A few days later, the kids were ready to share their games with friends and families at the SIA Arcade, an annual student showcase. The team production manager Darcelis Gutierrez, a high school senior, walked a lively crowd through their development process, explaining how they brought the game from a simple concept to a prototype with a working game level within six months.

Each member of the team, from the creatives to the coders, then explained their role in developing the games. The students didn’t speak like bright-eyed neophytes, but more like seasoned game developers in the throes of a complex project. The students outlined some of the tactical challenges they faced: How could they translate narrative instructions into code? How could they empower the storyboard artists to change the story without having to code again?

The relentless pursuit of excellence at the Arcade led to SIA students winning top design awards in 2017 and 2018, including the National STEM Game Design Challenge and the Games for Changes Student Challenge. SIA served 793 students in 2017-2018 across New York City.

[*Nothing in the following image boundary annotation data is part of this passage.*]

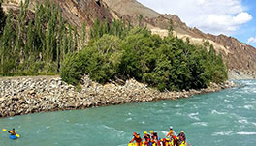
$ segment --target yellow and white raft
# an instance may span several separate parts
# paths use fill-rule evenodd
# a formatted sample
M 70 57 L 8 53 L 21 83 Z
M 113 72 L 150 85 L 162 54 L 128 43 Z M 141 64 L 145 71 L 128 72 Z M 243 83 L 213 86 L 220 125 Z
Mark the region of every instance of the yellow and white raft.
M 171 146 L 174 144 L 174 142 L 172 141 Z M 137 146 L 136 143 L 129 143 L 128 146 Z M 143 142 L 142 146 L 146 146 L 144 145 L 144 142 Z M 157 146 L 156 144 L 153 144 L 152 146 Z M 186 142 L 182 142 L 179 146 L 187 146 Z

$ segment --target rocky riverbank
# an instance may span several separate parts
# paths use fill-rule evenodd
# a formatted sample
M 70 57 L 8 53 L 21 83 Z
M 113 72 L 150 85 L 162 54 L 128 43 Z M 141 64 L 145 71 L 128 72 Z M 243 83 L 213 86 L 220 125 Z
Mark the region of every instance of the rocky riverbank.
M 195 94 L 217 92 L 233 87 L 233 82 L 211 84 L 202 90 L 159 92 L 134 79 L 123 85 L 101 85 L 83 77 L 81 85 L 68 85 L 58 76 L 0 78 L 0 117 L 36 112 L 84 109 L 129 102 L 176 100 Z

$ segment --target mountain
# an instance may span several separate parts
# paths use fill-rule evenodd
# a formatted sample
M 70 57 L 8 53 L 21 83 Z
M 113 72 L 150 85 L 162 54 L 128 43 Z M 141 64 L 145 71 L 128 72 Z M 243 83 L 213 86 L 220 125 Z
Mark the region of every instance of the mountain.
M 30 9 L 33 10 L 35 0 L 31 1 Z M 225 35 L 214 36 L 205 34 L 197 28 L 189 28 L 177 15 L 159 14 L 136 0 L 55 0 L 59 4 L 64 17 L 72 24 L 81 27 L 82 22 L 87 27 L 94 20 L 124 19 L 132 25 L 138 24 L 138 15 L 143 15 L 142 23 L 146 25 L 154 34 L 164 37 L 168 34 L 170 19 L 173 22 L 174 35 L 178 38 L 189 38 L 192 44 L 203 44 L 208 41 L 214 46 L 228 62 L 231 78 L 255 78 L 256 49 L 240 43 L 233 37 Z M 4 0 L 4 10 L 17 9 L 20 0 Z

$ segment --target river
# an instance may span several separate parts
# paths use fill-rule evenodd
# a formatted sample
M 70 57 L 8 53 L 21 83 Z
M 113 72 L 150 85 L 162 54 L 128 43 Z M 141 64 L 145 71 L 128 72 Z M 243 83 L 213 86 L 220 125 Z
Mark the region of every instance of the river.
M 16 140 L 0 132 L 0 146 L 126 146 L 134 131 L 161 137 L 170 125 L 192 146 L 256 145 L 256 80 L 242 86 L 177 101 L 37 113 L 0 119 L 16 128 Z

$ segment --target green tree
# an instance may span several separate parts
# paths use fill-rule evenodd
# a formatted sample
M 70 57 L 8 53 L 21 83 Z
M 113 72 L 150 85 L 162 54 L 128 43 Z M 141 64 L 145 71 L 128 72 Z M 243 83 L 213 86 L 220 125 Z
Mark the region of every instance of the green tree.
M 6 23 L 6 15 L 2 8 L 2 0 L 0 0 L 0 38 L 3 34 L 5 23 Z

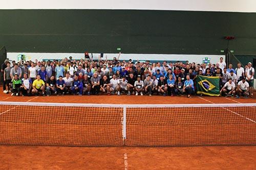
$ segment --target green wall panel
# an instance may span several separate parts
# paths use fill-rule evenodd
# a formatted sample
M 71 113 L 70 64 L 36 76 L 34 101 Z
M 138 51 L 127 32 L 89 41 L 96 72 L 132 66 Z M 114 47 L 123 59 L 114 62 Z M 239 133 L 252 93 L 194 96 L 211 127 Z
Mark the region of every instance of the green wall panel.
M 256 54 L 256 13 L 154 10 L 0 10 L 8 52 Z

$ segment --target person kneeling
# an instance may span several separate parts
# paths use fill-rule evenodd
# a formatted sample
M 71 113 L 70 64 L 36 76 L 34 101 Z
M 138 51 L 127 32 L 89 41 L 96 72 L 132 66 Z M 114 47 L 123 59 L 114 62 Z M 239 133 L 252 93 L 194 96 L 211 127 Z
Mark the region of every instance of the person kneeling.
M 134 87 L 135 87 L 135 91 L 136 92 L 136 95 L 138 95 L 138 93 L 140 93 L 141 95 L 143 95 L 144 83 L 143 81 L 140 80 L 140 77 L 138 77 L 137 78 L 137 81 L 134 83 Z
M 36 95 L 38 95 L 39 93 L 42 92 L 42 95 L 45 95 L 45 82 L 41 79 L 40 75 L 37 75 L 36 79 L 33 82 L 32 87 L 32 93 L 35 94 Z
M 77 76 L 74 77 L 74 81 L 71 87 L 71 91 L 74 95 L 78 93 L 79 95 L 82 95 L 83 85 L 82 82 L 78 80 Z
M 55 93 L 56 81 L 54 76 L 52 76 L 46 82 L 46 92 L 47 96 L 50 96 L 52 93 Z
M 222 92 L 224 93 L 225 96 L 231 95 L 231 97 L 233 97 L 236 93 L 236 85 L 232 81 L 232 79 L 229 79 L 228 81 L 222 87 L 220 93 L 221 94 Z
M 186 92 L 187 94 L 187 98 L 191 98 L 191 95 L 194 93 L 194 82 L 190 79 L 189 76 L 187 75 L 186 77 L 187 80 L 184 83 L 183 91 Z
M 106 76 L 104 76 L 102 79 L 100 80 L 100 89 L 99 90 L 103 93 L 105 93 L 108 95 L 110 95 L 110 83 L 108 80 Z
M 246 78 L 243 77 L 242 81 L 238 82 L 237 88 L 237 98 L 240 98 L 241 95 L 244 96 L 245 98 L 247 98 L 249 96 L 250 90 L 249 83 L 246 81 Z
M 14 79 L 12 80 L 12 94 L 11 95 L 19 95 L 22 85 L 22 80 L 19 79 L 18 75 L 15 75 Z
M 28 75 L 24 74 L 24 78 L 22 79 L 22 86 L 20 86 L 20 90 L 22 92 L 22 95 L 30 95 L 30 92 L 32 88 L 31 79 L 28 78 Z
M 59 76 L 59 79 L 57 80 L 56 87 L 57 88 L 57 95 L 63 95 L 66 93 L 66 82 L 62 79 L 61 76 Z

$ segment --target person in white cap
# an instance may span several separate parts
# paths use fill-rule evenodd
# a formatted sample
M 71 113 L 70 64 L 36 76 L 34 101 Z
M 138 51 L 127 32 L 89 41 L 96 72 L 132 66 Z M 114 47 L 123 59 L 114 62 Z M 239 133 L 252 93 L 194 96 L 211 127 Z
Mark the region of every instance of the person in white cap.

Sprinkled around the Urban Arts Partnership office were video games created by SIA students housed in their own custom arcade cabinets. You could play completed games using an old fashioned coin-op joystick, while games under development sat on laptops next to a rating sheet, where you could leave feedback. Titles ranged from Green Hero, a game to plant trees and turn off electronics to save energy; to Blind Runner, an infinite runner game based on the student’s experience as an immigrant in the country; to Skate & Date, a rhythm and dating roller-derby game that launched a successful Kickstarter last year. Two games, Hisstopia and AVISPO, launched Kickstarters that day.

Sonos also outfitted the office with speakers so that the students and staff could hear their the sound of their creations in room-filling crystal clarity.

“Music production and sound effects play an important role in the games students make,” Director Stephen Colon observed. “Sound is auditory feedback. You engage with the player in a way that you don’t need to say anything to them, because they can feel it through the tempo, the pitch, the reverberations in their stereo system. It’s important for the experience to be immersive and that must mimic the world we live in.”